The `` burnt '' that occurs when baking bread or meat can occur accidentally due to a cooking mistake, or it can be caused by intentionally burning the food to add a fragrant flavor. Inverse, a scientific media, explains the theory that ``burnt food contains carcinogenic substances.''
Can burnt toast cause cancer? A doctor explains the complicated science
The `` scorch '' that occurs when baking bread or meat occurs when amino compounds and sugars undergo a complex chemical reaction called the Maillard reaction due to heat, resulting in the production of brown substances and aromatic components. If it is too burnt, it will taste too bitter and be difficult to eat, but many people prefer the aroma of just the right amount of browning, and some rice cookers have a function that intentionally burns the rice. There is also.
However, some of the chemicals produced by the Maillard reaction may have harmful effects on the human body, such as acrylamide , heterocyclic amines (heterocyclic amines/HCAs), and polycyclic aromatic hydrocarbons (PAHs). There are some things that exist.

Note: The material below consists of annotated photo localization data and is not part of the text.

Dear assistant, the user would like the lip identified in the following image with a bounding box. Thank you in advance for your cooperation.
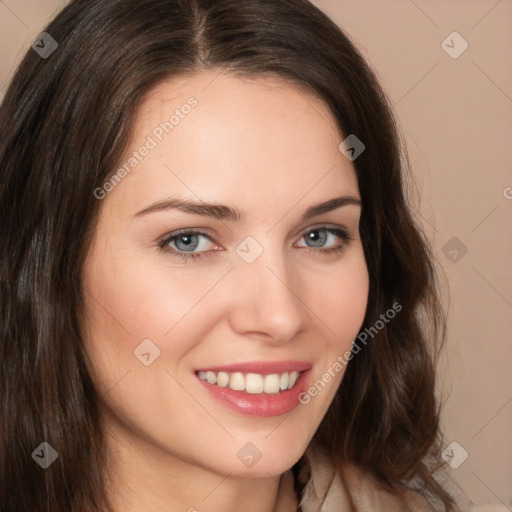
[195,360,312,375]
[195,368,312,417]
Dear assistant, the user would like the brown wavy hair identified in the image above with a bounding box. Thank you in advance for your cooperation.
[0,0,454,510]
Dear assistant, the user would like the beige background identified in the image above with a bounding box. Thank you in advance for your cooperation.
[1,1,511,510]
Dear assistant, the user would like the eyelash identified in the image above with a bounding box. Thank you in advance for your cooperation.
[157,225,352,262]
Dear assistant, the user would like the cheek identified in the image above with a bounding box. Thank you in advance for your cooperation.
[307,246,369,344]
[81,246,231,371]
[301,247,369,396]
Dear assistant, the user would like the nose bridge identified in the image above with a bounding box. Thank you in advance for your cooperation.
[228,236,305,341]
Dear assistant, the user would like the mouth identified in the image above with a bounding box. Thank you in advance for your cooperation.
[193,361,312,417]
[195,369,301,394]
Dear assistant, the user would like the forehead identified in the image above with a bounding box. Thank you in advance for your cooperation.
[108,70,359,217]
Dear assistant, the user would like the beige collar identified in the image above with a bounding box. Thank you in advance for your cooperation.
[293,441,438,512]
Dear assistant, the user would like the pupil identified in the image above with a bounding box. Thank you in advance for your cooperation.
[176,234,199,251]
[307,230,326,248]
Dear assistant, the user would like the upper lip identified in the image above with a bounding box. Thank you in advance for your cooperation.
[195,360,312,375]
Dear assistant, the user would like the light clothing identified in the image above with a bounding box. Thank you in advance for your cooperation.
[293,441,447,512]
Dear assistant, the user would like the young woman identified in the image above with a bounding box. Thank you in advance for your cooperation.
[0,0,455,510]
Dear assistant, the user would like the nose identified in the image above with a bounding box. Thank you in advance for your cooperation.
[226,244,306,343]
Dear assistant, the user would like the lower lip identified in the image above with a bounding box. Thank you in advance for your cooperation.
[196,370,311,417]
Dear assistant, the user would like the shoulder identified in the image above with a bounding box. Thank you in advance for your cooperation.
[295,441,438,512]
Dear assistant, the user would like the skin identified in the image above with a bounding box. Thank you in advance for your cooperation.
[81,70,369,512]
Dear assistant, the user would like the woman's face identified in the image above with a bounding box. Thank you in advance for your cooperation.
[82,70,369,479]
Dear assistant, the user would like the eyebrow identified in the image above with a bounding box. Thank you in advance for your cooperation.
[132,194,361,222]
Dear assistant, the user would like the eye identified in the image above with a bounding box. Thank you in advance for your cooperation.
[158,225,352,262]
[295,226,351,256]
[158,230,218,262]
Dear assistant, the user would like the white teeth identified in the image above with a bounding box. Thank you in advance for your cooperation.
[263,374,280,394]
[229,372,245,391]
[206,371,217,384]
[279,372,289,390]
[216,371,229,387]
[197,369,302,394]
[245,373,264,394]
[288,371,299,389]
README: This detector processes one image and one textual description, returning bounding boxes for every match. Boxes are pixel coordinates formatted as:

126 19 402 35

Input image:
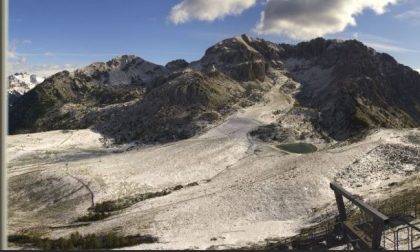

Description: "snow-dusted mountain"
8 73 45 107
9 35 420 142
8 72 45 96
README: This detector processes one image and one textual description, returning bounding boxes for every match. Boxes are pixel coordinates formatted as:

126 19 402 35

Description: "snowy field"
7 75 420 249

HCAs and PAHs commonly occur during the cooking of meat, and are produced by the combination of proteins, sugars, and fats, or by smoke from meat juices falling on the charcoal. Acrylamide, on the other hand, is found in everything from roasted coffee to french fries and cigarette smoke. When these three chemicals are taken into the body, they can destroy the DNA of cells and cause dangerous mutations, which is why burnt food contains carcinogenic substances. This is the reason why In fact, in 2017, the UK Food Standards Agency launched the ` `Go for Gold'' campaign to discourage over-burning of toast and potatoes by recommending that toast and potatoes should be burnt to a golden brown rather than black.
But determining whether burnt food really increases cancer risk is more difficult and complex than it seems, says
Indeed, HCAs and PAHs have been shown to be involved in the development of cancer in animal studies including monkeys, and acrylamide has been confirmed to be carcinogenic in animal studies using rodents. However, it is logistically and ethically difficult to confirm these results in human clinical trials, so ``although it contributes to cancer development in animals, we cannot say anything definitive about it in humans.'' That seems to be the reality.

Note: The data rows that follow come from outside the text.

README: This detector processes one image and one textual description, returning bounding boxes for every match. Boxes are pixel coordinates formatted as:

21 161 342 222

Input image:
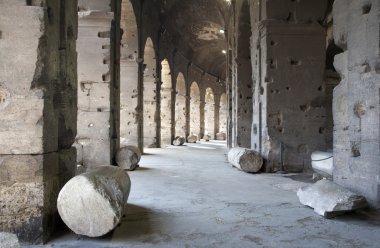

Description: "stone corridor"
25 142 380 248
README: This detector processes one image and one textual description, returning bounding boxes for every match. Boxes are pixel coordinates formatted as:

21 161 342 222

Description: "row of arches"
141 53 228 147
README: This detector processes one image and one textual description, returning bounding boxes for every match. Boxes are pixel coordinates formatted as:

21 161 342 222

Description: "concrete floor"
26 141 380 248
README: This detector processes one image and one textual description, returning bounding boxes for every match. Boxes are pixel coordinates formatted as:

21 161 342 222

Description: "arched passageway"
160 59 172 146
143 38 157 148
190 82 201 139
204 88 215 139
175 73 187 138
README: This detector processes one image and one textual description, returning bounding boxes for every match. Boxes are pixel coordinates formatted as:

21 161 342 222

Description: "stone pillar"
160 60 172 146
199 87 206 139
0 0 77 243
76 0 120 167
333 0 380 208
214 94 221 138
120 0 139 147
250 0 328 172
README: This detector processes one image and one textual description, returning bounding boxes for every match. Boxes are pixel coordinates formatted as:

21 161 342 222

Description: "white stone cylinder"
187 135 198 143
116 146 141 171
57 166 131 237
173 136 185 146
228 147 263 173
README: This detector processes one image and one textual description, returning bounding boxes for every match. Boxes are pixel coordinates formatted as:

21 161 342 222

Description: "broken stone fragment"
202 135 210 141
187 134 198 143
57 166 131 237
297 179 368 218
116 146 141 171
173 136 185 146
216 132 226 140
228 147 263 173
0 232 20 248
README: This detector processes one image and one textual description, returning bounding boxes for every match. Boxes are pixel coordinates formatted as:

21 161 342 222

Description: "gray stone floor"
25 141 380 248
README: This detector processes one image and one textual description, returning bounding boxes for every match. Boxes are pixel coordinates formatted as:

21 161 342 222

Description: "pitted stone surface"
116 146 141 171
173 136 185 146
297 179 368 218
57 166 131 237
228 147 263 173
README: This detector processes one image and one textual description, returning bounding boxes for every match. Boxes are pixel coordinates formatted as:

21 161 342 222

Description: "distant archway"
175 73 187 138
143 37 157 148
190 82 201 139
204 88 215 139
160 59 172 146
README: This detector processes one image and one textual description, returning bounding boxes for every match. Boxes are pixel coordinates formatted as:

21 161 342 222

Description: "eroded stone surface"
228 147 263 173
0 232 20 248
297 179 368 218
173 136 185 146
57 166 131 237
187 135 198 143
116 146 141 171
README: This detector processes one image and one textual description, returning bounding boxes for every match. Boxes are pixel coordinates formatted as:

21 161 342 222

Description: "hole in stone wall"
286 12 294 22
318 85 323 91
319 127 325 134
270 41 277 46
102 73 110 82
362 4 372 14
0 31 2 39
98 31 111 38
300 104 311 112
286 87 291 91
290 59 302 66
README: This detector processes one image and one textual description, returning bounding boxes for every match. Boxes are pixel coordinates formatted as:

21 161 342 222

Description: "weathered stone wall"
204 88 215 139
0 0 77 243
333 0 380 208
120 0 139 147
175 73 187 138
233 1 253 148
219 93 228 135
228 0 328 172
76 0 120 167
160 59 172 145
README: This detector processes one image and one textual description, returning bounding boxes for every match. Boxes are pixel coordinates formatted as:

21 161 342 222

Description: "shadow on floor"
334 208 380 226
111 204 156 242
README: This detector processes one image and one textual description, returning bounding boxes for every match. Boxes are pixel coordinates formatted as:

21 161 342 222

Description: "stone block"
116 146 141 171
187 135 198 143
228 147 263 173
57 166 131 237
297 179 368 218
173 136 185 146
0 232 20 248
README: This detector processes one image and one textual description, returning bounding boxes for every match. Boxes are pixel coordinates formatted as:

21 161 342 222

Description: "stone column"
250 0 328 172
333 0 380 208
214 93 221 138
199 87 206 139
120 0 139 147
76 0 120 167
0 0 77 243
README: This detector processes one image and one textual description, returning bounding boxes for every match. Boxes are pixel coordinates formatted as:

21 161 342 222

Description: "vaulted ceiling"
159 0 230 79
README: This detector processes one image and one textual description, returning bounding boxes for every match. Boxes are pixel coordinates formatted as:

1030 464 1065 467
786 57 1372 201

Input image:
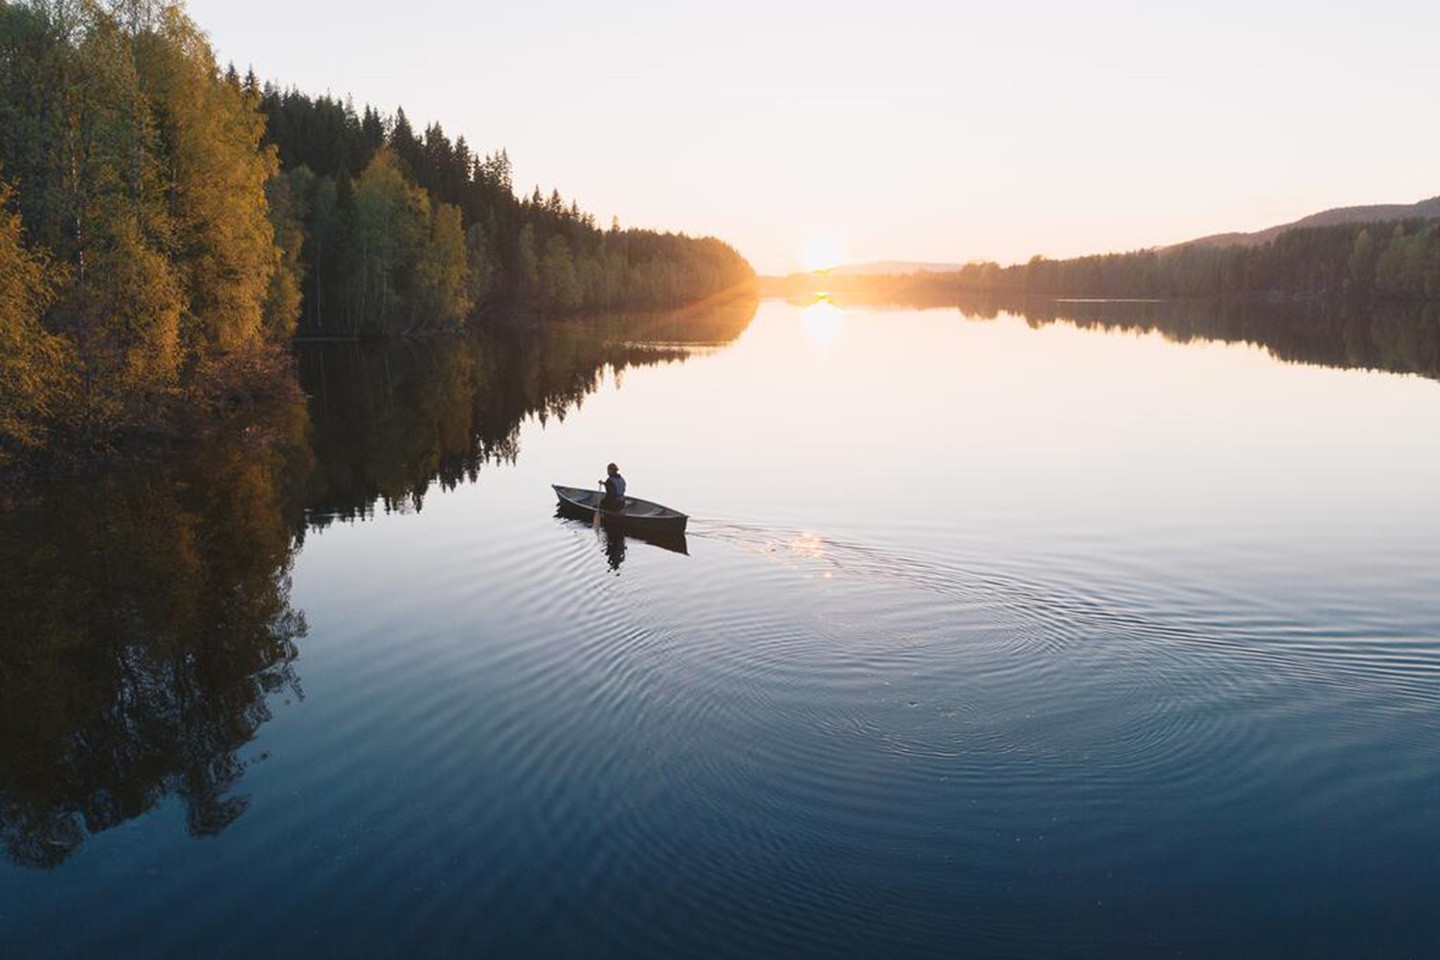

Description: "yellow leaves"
0 181 75 457
1 2 299 462
123 5 280 357
96 214 184 389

Sinha said, ``The main studies [on charring and carcinogens in humans] ask healthy subjects about how they prepare their food and follow them up 10, 15, 20 years. 'We're going to go and compare people who have had cancer with people who haven't, and see if there's any relationship with the way food is prepared.' In other words, the study is merely an investigation into the relationship between cooking methods and cancer, and is not intended to prove that ``a specific substance causes cancer.''
Of course, the unethical idea of ``splitting healthy subjects into two groups and feeding one group with food full of charred food suspected of containing carcinogens, and giving the other food with no charred food.'' Since research cannot be conducted, at most research can only show a correlation between cooking methods and cancer.

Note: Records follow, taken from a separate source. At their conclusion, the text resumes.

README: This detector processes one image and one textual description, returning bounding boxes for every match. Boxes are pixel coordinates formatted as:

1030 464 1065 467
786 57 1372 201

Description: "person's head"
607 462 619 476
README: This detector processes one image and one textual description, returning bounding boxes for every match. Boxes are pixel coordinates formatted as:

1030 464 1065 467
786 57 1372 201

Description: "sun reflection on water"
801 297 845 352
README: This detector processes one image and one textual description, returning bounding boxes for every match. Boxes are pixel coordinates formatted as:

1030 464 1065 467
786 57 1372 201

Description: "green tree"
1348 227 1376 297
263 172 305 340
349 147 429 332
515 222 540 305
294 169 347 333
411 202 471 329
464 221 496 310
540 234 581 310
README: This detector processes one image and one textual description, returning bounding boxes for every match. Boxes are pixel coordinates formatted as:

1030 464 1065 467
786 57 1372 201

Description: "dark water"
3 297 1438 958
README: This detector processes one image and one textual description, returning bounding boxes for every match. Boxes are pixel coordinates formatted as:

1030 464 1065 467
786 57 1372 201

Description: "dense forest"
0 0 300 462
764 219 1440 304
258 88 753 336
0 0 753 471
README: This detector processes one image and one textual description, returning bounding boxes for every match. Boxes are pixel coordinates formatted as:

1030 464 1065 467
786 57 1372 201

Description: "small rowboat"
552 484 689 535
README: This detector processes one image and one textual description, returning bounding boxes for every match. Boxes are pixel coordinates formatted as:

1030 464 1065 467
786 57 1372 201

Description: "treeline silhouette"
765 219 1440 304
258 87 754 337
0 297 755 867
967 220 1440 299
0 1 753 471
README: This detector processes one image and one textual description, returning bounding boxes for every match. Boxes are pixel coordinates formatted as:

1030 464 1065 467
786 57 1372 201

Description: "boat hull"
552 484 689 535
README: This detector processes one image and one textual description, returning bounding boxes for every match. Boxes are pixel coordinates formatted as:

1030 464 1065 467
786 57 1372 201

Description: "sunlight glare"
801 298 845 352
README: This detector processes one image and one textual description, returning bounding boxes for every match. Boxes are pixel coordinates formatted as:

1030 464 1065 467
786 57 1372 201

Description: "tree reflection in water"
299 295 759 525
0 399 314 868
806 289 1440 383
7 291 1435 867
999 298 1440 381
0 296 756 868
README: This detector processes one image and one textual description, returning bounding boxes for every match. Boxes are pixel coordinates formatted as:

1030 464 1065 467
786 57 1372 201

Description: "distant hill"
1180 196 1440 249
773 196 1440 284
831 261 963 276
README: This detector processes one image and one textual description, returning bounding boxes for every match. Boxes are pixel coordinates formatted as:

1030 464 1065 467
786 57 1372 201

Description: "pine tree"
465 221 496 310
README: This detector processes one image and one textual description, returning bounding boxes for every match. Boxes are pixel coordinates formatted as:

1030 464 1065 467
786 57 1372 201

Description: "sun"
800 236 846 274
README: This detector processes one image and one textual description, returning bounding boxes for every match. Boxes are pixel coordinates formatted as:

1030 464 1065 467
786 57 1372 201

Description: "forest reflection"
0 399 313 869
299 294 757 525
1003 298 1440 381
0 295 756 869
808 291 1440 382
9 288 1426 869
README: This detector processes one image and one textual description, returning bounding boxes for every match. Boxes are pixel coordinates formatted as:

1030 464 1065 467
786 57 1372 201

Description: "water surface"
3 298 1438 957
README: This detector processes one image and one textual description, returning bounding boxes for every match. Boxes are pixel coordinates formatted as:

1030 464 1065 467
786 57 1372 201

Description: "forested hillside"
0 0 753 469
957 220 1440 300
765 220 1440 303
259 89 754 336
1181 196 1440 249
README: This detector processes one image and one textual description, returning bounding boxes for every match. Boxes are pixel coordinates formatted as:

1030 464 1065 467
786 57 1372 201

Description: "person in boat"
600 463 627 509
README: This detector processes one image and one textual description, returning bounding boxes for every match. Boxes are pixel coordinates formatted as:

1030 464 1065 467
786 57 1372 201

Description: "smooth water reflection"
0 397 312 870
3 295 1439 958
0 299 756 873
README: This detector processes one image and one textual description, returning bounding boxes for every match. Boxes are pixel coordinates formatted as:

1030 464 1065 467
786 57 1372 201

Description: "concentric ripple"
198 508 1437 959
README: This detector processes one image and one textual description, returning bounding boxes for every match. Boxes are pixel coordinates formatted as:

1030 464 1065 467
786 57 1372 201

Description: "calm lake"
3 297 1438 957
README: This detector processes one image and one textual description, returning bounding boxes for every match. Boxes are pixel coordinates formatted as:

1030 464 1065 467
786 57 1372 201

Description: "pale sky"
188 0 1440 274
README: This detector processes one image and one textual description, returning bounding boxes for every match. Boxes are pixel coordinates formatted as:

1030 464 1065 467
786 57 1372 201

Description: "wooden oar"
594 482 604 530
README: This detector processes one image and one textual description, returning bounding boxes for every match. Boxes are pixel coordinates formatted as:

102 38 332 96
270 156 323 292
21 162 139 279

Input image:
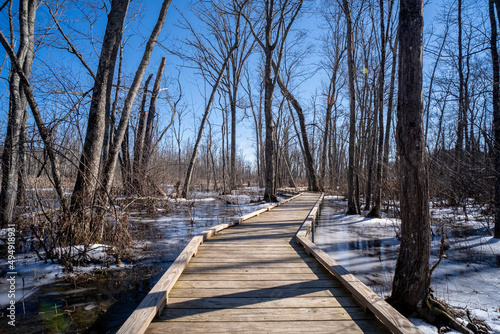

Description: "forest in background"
1 0 500 330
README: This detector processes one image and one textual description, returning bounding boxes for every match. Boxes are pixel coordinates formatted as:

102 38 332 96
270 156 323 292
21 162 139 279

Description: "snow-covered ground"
314 196 500 333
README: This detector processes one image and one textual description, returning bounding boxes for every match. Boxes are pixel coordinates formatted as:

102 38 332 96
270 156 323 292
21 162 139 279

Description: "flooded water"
0 189 272 333
313 197 499 298
313 200 400 296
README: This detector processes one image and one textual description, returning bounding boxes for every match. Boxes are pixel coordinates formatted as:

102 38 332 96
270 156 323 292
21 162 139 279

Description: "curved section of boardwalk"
146 193 389 334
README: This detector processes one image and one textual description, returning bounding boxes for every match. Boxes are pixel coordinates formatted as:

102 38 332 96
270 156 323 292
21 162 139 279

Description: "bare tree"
242 67 264 188
100 0 173 199
0 0 37 226
70 0 130 217
339 0 358 214
216 1 256 191
388 0 431 314
368 0 395 218
273 60 320 191
132 73 154 194
489 0 500 239
243 0 304 202
180 0 245 198
142 57 168 179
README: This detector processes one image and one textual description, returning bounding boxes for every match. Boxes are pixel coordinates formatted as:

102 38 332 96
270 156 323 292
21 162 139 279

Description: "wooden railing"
117 192 304 334
295 194 423 334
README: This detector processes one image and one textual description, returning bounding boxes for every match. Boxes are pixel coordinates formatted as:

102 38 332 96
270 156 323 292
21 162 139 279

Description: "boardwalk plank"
177 273 333 280
117 192 419 334
182 266 324 274
158 307 376 321
173 279 342 289
166 296 359 308
167 287 352 298
146 320 388 334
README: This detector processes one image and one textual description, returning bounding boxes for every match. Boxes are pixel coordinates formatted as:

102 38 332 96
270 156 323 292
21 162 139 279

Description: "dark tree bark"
262 0 278 202
388 0 431 314
16 109 28 208
321 73 339 189
341 0 358 214
120 124 133 194
70 0 130 215
489 0 500 239
456 0 465 156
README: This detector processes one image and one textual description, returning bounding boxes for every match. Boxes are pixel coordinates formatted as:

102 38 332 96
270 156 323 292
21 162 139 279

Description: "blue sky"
0 0 444 166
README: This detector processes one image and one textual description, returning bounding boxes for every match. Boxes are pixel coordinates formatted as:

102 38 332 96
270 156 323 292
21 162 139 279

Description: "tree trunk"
388 0 431 315
263 2 277 202
368 0 389 218
101 0 173 200
489 0 500 239
120 124 133 194
16 109 28 208
70 0 130 216
133 74 153 194
142 57 167 175
365 114 377 211
230 75 238 191
383 35 398 179
181 52 234 199
0 0 36 226
453 0 465 206
273 60 320 192
342 0 357 214
321 78 335 190
259 81 265 189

Several observational studies have been conducted on acrylamide in humans, but the results seem to be mixed, with some concluding that acrylamide is not involved in cancer at all, and others concluding that it is suspected to be carcinogenic. There are some that are. Similarly, it is difficult to know the standard for ``how much burnt food can I safely eat?'' as it can vary greatly depending on the type of food.
However, although it is currently difficult to provide a clear answer, scientists are proceeding with research into the relationship between the chemicals contained in charred food and carcinogenicity using new approaches. Particularly interesting, says Sinha, is a method that uses biomarkers contained in human blood and urine. By using human body biomarkers, it is possible to accurately measure the amount of acrylamide, HCAs, and PAHs ingested by a subject, and it is expected that the relationship between chemical substances and cancer can be more accurately determined.
Although Sinha said it was still not possible to say for certain whether charring or carcinogenicity was possible, he said avoiding cooking meat, vegetables and bread over extremely high heat can help avoid the potential risks. He recommended using sous vide methods to lock in flavor and being careful not to darken the food too much.